O gün aynı zamanda ‘Black Friday’. Göker de bir yandan Mediamarkt’a gitmek istiyor tabii ki (teknoloji mağazaları onun habitatı). Ben çok gönüllü değilim çünkü uzunca bir süre göremeyeceğim bu pazarı çünkü 5 gün sonra İstanbul’a gideceğim sınav için. O 5 gün de evde ders çalışıyor olacağım. Neyse, dönüşte altını üstüne getirme düşüncesiyle biz ayrılıyoruz pazardan. 15 gün sonra oluyor tekrar buluşmamız. Her şey daha bir oturmuş sanki. Alışmış herkes artık şehrin ortasında kurulan bu ışıltıya. Bir de hava baya soğumuş. Hatta sabahları kar yağıyor. Ama pek tutmuyor kar. Ben de kar botlarımı giydim, çıktık yine dışarı. Soğuğa direne direne dolaşıyoruz. Isınmak için ilk sıcak çikolata ile açılışı yapıyoruz. Tezgahın önünde içip ısındıktan sonra kupayı iade edip depozitoyu alıyoruz. Nasıl olsa daha çoook içeriz, en beğendiğim kupayı alırım hatıra olarak. İlerleyince güzel kokular geliyor. Daha alıcı gözle bakıyoruz artık. Tatlı ürünler satan tezgaha gidip waffle alıyoruz. Ama tezgahtakini alıp ısıtıp veriyor. Oldu mu hiç, sıcakken, tazeyken güzel o (üzeri malzemesiz kalın waffle). Kötü seçimimizin sonuçlarına katlanıyoruz mecbur. Tatsız tecrübemizin üzerine yeme içme dışı tezgahlara yöneliyoruz biraz. Gerekli gereksiz, ortamın heyecanıyla herkesin kalbini çalacak birşeyler var. Yılbaşı ağacı süslerinden şapka atkılara, saç aksesuarından ahşap ürünlere, baharatçılardan tütsücülere kadar. Ama yeme içme olmasa pek tadı olmaz. Bence burayı sevmemin en büyük sebeplerinden birincisi bana hissettirdikleri, hatırlattıkları, ikincisi de burada yaşayanların geleneklerine dahil olma hissi. İşte böyle böyle her gün bir şekilde içindeydik bu ortamın.
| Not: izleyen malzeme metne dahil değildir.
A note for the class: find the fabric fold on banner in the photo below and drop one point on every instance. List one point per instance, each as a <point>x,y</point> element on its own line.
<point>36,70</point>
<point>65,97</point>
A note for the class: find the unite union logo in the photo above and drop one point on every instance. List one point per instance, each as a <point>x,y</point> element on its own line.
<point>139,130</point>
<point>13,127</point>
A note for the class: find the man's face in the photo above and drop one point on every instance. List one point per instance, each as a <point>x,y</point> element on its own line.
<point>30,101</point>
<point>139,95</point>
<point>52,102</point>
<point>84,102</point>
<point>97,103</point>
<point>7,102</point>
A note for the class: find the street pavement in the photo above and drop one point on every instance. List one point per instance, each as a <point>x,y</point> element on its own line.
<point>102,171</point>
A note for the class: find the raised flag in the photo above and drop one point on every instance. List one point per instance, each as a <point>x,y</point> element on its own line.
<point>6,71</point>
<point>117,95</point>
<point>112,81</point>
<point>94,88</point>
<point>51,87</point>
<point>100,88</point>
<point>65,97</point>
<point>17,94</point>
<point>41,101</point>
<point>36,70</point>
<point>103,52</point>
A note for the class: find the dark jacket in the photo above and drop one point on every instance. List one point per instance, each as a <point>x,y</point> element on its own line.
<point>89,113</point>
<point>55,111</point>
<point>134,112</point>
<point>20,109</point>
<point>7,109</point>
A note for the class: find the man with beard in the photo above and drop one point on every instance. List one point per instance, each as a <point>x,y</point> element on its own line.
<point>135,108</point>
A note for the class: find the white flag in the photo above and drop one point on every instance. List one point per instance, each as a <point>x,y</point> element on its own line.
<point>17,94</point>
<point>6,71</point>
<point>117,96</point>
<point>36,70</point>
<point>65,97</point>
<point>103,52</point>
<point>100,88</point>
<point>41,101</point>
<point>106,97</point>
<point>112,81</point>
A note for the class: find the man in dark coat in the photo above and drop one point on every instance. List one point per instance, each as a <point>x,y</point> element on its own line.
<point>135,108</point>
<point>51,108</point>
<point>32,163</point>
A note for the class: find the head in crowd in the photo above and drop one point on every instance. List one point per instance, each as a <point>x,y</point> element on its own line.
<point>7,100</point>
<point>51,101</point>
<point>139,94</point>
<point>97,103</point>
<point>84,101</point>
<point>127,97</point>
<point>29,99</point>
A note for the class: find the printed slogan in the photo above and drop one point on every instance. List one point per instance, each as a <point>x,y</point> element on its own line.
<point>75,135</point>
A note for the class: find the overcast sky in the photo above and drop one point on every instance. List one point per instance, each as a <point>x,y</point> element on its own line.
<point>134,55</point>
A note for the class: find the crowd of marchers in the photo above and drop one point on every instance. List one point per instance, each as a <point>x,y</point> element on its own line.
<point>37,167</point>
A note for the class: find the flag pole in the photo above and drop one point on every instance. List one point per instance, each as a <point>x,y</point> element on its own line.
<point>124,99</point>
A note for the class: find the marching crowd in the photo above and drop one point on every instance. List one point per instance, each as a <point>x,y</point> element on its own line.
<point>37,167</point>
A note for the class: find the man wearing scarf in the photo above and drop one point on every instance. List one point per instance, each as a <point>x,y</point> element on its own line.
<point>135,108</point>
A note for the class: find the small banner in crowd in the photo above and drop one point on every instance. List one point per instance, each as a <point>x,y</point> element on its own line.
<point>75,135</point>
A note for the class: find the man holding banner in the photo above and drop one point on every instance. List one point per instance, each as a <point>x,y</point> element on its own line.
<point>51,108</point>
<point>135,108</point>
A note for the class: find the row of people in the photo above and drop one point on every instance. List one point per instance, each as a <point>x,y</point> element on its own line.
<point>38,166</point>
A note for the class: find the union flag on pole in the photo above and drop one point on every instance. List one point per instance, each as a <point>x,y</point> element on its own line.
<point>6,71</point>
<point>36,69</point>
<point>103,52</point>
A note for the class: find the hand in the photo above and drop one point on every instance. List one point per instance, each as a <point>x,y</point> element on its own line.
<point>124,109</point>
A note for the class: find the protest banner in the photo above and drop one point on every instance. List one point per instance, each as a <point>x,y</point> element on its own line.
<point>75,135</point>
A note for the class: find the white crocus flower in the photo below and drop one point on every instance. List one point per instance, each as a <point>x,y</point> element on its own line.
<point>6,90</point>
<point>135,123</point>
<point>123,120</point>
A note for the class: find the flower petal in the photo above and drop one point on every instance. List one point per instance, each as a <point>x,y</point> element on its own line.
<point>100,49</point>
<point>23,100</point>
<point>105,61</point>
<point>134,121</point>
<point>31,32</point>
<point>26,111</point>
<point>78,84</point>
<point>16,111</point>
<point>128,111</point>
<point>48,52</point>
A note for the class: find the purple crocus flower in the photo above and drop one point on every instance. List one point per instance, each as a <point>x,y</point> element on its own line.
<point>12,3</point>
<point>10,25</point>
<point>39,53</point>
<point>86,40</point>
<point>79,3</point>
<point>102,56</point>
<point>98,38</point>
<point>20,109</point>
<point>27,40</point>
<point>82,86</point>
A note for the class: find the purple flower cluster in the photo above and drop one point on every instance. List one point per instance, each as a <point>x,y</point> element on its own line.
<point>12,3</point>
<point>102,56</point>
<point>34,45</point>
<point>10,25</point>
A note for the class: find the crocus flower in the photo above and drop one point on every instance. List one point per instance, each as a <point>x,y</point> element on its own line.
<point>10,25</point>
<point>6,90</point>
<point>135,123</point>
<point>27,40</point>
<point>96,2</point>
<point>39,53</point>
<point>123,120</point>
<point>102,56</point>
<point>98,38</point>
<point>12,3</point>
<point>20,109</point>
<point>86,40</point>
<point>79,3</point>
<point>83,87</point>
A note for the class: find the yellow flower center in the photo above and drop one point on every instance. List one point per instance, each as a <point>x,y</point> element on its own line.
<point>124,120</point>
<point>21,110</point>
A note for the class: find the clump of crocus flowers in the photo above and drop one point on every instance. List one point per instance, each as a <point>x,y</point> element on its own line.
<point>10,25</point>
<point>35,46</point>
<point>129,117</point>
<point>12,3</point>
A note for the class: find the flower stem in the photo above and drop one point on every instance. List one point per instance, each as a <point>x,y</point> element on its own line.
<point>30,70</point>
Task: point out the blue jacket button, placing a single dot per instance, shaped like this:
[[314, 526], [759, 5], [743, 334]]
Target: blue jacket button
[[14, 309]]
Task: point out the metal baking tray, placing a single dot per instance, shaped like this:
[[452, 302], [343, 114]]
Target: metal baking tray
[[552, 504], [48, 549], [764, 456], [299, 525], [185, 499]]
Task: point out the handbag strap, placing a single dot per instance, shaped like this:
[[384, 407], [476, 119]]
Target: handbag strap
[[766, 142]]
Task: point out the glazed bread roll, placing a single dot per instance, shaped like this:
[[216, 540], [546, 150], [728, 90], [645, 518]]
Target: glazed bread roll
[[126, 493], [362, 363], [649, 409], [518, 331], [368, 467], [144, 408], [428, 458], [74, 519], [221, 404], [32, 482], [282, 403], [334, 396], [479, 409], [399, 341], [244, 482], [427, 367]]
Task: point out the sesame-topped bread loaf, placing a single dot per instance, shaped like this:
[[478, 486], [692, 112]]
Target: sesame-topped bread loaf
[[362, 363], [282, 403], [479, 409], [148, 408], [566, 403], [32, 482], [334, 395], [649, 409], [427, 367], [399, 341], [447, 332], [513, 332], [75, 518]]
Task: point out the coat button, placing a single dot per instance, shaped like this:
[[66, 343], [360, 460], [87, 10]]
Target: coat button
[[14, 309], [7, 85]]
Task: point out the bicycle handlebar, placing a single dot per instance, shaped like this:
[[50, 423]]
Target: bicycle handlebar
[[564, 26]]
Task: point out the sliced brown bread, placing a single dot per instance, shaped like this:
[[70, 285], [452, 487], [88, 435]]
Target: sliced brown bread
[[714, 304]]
Biteceğini, bittikten sonra Aachen’ın yeniden eski sessizliğine bürüneceğini bildiğimden doya doya yaşamak istedim kaldığı her günü. Sonuç olarak da bir sürü şey yemiş, bir sürü insan görmüş olduk. Ben de aşağıya hepsinden bir karışım yapıyorum;

  • Aachen Noel Pazarı (Aachener Weihnachtsmarkt) 24 Kasım’da açılıp 23 Aralık’ta son buluyor. Her sabah 11’den akşam 9’a kadar açık.
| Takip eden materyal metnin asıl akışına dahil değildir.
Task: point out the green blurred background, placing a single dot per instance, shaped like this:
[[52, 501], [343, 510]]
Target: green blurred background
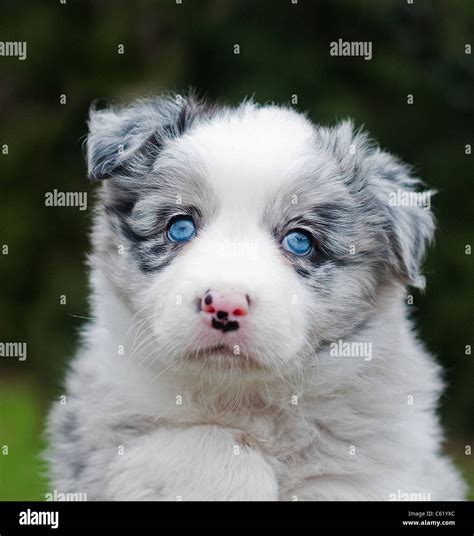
[[73, 50]]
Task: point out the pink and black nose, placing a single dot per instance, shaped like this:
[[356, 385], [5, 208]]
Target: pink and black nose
[[225, 309]]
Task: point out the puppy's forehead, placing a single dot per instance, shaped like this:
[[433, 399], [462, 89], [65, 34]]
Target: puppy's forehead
[[249, 153]]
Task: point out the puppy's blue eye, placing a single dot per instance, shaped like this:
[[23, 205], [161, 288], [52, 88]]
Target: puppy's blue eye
[[298, 242], [181, 229]]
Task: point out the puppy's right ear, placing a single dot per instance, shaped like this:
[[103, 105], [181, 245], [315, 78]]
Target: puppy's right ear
[[115, 134], [122, 140]]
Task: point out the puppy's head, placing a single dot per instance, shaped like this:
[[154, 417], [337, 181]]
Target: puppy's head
[[247, 237]]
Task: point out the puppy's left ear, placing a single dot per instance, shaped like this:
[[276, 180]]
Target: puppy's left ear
[[396, 210], [408, 218]]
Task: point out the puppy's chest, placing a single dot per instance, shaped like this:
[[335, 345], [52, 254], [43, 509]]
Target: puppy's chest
[[283, 436]]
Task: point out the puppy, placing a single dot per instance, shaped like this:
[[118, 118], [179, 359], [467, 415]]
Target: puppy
[[250, 336]]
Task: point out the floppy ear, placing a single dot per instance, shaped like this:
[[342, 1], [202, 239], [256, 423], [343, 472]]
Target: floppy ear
[[391, 198], [126, 140], [408, 209]]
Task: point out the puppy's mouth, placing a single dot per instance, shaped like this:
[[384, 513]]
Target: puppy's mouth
[[220, 349], [226, 355]]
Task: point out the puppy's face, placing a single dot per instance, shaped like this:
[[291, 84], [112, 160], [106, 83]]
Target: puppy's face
[[247, 238]]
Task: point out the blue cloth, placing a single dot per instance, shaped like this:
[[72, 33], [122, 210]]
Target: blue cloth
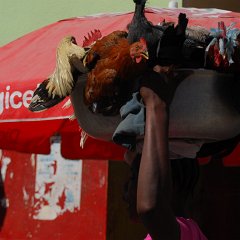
[[133, 123]]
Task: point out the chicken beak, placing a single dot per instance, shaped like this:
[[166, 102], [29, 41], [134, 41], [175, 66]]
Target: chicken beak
[[145, 55]]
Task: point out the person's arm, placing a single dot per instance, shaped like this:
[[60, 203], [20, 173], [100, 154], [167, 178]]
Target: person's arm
[[154, 181]]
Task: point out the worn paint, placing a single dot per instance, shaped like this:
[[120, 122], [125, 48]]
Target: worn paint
[[5, 161], [57, 186]]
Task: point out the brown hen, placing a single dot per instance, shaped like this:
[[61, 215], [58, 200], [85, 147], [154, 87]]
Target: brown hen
[[102, 47], [122, 64]]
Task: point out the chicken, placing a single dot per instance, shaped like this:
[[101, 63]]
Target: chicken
[[141, 27], [102, 47], [112, 74], [61, 82], [164, 41]]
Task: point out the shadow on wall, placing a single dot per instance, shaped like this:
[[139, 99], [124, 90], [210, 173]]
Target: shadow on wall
[[232, 5]]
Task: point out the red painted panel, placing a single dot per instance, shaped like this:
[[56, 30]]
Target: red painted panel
[[22, 172]]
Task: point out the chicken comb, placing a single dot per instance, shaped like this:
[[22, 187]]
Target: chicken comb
[[92, 37], [143, 41]]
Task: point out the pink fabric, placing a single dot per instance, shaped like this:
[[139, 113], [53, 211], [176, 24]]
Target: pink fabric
[[189, 230]]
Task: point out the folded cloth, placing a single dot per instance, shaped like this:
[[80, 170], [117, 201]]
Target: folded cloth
[[133, 123]]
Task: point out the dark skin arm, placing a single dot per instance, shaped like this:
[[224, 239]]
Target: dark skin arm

  • Aachen küçük bir şehir olduğundan pazar da tek bir yerde. Aslında 3 yerde, ama hepsi birbirine çok yakın. En büyük kısım Markplatz, Katschhof ve Münsterplatz‘da. Bu üç meydan zaten hemen bitişikler. O yüzden onlar bir kısım. Diğer iki yer ise; Ursulinerstrasse ile Peterstrasse’nin kesişimindeki köşede ve Adalbertstrasse ile Promenadenstrasse’nin kesişiminde. Ama bu iki yere özellikle gidip görmeye gerek yok, hele en son saydığıma. Bir kaç tezgahtan oluşuyorlar sadece. Bu arada Adalbertstrasse, Aachen’ın büyük bir alışveriş caddesi.
  • Noel pazarlarının en büyük geleneği anladığım kadarıyla sıcak şarap, tabelalarda sürekli göreceğiniz ‘glühwein’. İstemeyenler için de çok güzel bir alternatif var, sıcak kakao. Bu tarihlerde hava gerçekten çok soğuk olduğundan sıcak şeyler insanı mutlu ediyor. Alırken kupalara da depozito ödüyorsunuz, bu sene 3 euroydu mesela. Bardakları geri verirseniz paranızı da geri alırsınız. Vermezseniz de eve hatıra götürürsünüz, mesela şöyle bir şeyi 🙂
  • Tezgahlardan ayaküstü atıştırmalık yiyecekler alabilirsiniz. En çok satılan sosisli sandviç, hepsi domuz eti lakin. Sosisle yaptıkları bir kaç çeşit daha var, mesela aklıma gelen ‘currywurst’. Benim de normalde sosis hiç aklımın ucuna bile gelmez. En son ne zaman yemiştim onu bile hatırlamıyorum. Ama o gün Göker’le o kadar gördük ki, akşama marketten (markette çeşitlilik var etler konusunda) sosis alıp evde yaptığımızı söylemek isterim. Hatta yanında patates desem..neyse ki o fırında çünkü kızartma yapmayı bilmiyorum..çok değiştim ben burada 😀
  • Yürürken devamlı kızartma kokusu. Bir süre sonra insanı çok rahatsız ediyor iyice yandığı zaman. Bolca patates kızartması var. Değişik bir hali var patatesin, ben mücvere benzettim. Şekli aynı mücver, patatesli bir harçtan yapılıyor, kızarıyor. Genelde 3’lü satılıp, yanında sos ile servis ediliyor. Hatta değişik soslar var, mesela elmalı sos. Ben onu denemedim (keşke deneseydim, pişmanım) ama sarımsaklı sosla yedim en son yediğimi. Bundan sonra patates yerken sarımsaklı yoğurtla yiyebilirim, baya yakışmıştı. O kadar çok yeniyordu ki bu anlattığım patates. Avrupalıların yeme alışkanlıkları baya kötü bence, nasıl böyle sağlıklı yaşıyorlar anlamıyorum 😀 Yediğimiz bir değişik şey de mantarlı. Küçük kültür mantarını önce sanırım yağda şokluyor, sonra dev tavada soğanla birlikte soteliyordu. Baharatlı, soslu, güzel bir alternatifti. Ama son günlerde o tezgahın önünden geçerken kokusuna hiç tahammül edemiyorduk nedense.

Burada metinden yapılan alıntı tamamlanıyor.